Limitations of the study

Due to its retrospective design, the study has a certain risk of selection bias. Compared to the subjects excluded due to missing data, the included participants were, on average, younger, had a greater number of comorbidities and a greater proportion were male (p < 0.05, data not shown). Nevertheless, the preoperative baseline status as measured by the WOMAC domains as well as the total WOMAC score was not statistically significantly different between the included and the non-included subjects (p > 0.05, data not shown).
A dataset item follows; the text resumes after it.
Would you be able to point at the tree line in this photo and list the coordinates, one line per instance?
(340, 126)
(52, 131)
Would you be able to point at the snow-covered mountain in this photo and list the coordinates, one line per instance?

Additionally, only 265 out of the 1207 procedures (22.0 %) that were performed during the study time period met the inclusion criteria, therefore potentially limiting the generalizability of the results. Moreover, the population under study was patients undergoing primary unilateral hip replacement procedures, which precludes the utilization of this tool for patients undergoing revision or bilateral interventions. Recent evidence identifies other variables potentially associated with hip arthroplasty outcomes that were not included in our study, thus potentially limiting the pool of candidate predictor variables. Although there is no consensus regarding the optimal sample size for developing models employing recursive partitioning, the progressively smaller number of cases in the leafs as the tree was built may limit the reliability of the findings, prompting further development in a subsequent study. Before employing it in a clinical setting, the decision rule has to be validated in a different sample of patients. Moreover, the performance of the PA has to be compared to clinical judgement alone and its financial impacts require evaluation.

Conclusions

The developed PA may discriminate with excellent capabilities the patients undergoing hip arthroplasty that are at the highest risk of suboptimal pain, functional limitations and joint perception outcomes on an average of 15 months following the intervention. Its implementation has the potential of targeting susceptible individuals such as to modify their risk profile, and eventually, improve surgical results.